A reforma determina que o pagamento ao trabalhador pode ser feito em moeda nacional ou estrangeira, o que abre margem para o dólar ou o euro. No texto original estava previsto o pagamento em forma de moradia ou alimentação, o que foi barrado pelo Senado.

Também acabou sendo vetada na Câmara a possibilidade da redução de salário em 50% nos casos de afastamento por licença médica. O projeto ainda permite a ampliação da jornada de trabalho de 8 para 12 horas diárias, com horas-extras que poderão não ser pagas, mas compensadas em outra jornada.

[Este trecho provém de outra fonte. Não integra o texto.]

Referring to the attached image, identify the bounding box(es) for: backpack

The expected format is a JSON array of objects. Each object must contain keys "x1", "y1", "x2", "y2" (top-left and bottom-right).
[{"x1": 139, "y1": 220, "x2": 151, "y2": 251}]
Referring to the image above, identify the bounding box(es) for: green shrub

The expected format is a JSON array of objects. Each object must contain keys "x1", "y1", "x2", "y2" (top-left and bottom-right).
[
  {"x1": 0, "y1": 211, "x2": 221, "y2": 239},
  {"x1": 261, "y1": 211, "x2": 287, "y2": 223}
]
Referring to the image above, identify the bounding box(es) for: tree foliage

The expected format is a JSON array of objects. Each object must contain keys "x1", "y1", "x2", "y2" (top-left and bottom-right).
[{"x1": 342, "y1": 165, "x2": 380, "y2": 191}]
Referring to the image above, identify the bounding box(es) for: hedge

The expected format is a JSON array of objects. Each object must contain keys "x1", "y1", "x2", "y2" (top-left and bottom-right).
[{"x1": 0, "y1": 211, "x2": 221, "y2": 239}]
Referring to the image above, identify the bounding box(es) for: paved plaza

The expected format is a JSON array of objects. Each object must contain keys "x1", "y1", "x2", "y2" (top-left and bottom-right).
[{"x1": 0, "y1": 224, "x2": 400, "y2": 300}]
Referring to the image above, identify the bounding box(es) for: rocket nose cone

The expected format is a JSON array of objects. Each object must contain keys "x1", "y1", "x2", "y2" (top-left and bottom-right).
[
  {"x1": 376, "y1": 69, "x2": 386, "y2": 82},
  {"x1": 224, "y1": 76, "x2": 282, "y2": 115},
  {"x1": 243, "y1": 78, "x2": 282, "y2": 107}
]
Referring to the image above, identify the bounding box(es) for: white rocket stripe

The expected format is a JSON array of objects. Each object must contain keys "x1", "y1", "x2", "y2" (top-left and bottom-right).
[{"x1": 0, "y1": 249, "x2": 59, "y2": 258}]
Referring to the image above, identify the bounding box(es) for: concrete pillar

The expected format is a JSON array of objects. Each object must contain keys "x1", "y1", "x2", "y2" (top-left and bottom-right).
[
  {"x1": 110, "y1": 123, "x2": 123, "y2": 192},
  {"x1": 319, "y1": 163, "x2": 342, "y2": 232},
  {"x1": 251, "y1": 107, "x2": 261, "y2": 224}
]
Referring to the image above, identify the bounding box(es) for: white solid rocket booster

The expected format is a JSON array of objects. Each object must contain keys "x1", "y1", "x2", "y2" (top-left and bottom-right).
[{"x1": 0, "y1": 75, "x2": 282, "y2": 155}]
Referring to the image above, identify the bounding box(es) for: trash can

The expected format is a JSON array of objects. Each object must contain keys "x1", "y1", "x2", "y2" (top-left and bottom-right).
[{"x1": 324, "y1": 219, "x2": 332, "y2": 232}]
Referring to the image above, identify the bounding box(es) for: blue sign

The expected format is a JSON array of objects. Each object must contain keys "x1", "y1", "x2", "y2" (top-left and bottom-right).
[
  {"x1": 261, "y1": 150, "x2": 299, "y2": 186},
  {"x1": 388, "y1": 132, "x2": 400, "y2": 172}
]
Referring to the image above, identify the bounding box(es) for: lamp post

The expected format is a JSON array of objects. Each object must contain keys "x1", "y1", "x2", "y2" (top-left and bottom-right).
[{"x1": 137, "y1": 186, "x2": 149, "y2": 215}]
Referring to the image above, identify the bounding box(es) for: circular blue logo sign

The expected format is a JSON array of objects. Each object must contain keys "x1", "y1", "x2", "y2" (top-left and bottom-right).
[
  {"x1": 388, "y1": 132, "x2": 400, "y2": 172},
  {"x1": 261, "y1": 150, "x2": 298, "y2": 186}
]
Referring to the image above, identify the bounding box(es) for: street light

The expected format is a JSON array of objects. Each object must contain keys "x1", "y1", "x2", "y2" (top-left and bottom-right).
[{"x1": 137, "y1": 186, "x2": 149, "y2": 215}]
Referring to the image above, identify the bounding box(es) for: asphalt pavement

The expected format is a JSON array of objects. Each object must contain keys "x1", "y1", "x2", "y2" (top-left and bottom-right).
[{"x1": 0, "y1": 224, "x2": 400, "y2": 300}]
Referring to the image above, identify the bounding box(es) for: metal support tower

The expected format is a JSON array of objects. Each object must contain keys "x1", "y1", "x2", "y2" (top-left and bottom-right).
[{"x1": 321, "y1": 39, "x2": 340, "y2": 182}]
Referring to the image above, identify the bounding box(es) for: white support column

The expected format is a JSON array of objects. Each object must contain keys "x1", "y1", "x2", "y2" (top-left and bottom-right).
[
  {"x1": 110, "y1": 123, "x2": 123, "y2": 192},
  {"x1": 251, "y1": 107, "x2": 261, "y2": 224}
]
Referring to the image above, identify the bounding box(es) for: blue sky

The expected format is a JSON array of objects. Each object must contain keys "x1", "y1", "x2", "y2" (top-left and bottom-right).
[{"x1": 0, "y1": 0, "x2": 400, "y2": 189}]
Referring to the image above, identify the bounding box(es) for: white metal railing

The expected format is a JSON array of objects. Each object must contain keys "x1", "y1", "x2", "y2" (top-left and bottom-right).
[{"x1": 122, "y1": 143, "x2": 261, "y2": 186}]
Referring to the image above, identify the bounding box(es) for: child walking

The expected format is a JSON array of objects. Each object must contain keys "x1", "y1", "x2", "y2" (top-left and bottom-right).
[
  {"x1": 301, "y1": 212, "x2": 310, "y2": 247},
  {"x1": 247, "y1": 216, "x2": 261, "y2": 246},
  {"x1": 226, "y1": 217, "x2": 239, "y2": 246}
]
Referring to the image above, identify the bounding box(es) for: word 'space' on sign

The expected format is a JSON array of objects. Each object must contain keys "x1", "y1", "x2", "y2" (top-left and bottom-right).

As alterações não foram recebidas pela população, que tem feito protestos contra o governo Milei. Principal central sindical do país, a Confederação Geral dos Trabalho (CGT) realizou há pouco tempo uma paralisação nacional de 24 horas contra a reforma que, segundo a organização, teve adesão de 90%.
Argentina retrocede 100 anos
Co-secretário da CGT, Jorge Sola afirmou que a reforma trabalhista do governo Milei faz o vizinho do Brasil retroceder cem anos em direitos individuais e coletivos.
“Este projeto de lei nos faz retroceder 100 anos. Cem anos em direitos individuais, em direitos coletivos. É uma busca que se centra, essencialmente, na transferência de recursos econômicos dos trabalhadores para o setor empregador”, declarou.
Não bastassem as mudanças já citadas, ainda há uma limitação do direito à greve imposta pelo governo. As assembleias de trabalhadores só podem ocorrer em horário de trabalho e com autorização prévia dos patrões.
No caso dos serviços essenciais ou transcendentais, a paralisação é limitada de 25% e 50% do total dos trabalhadores empregados, respectivamente.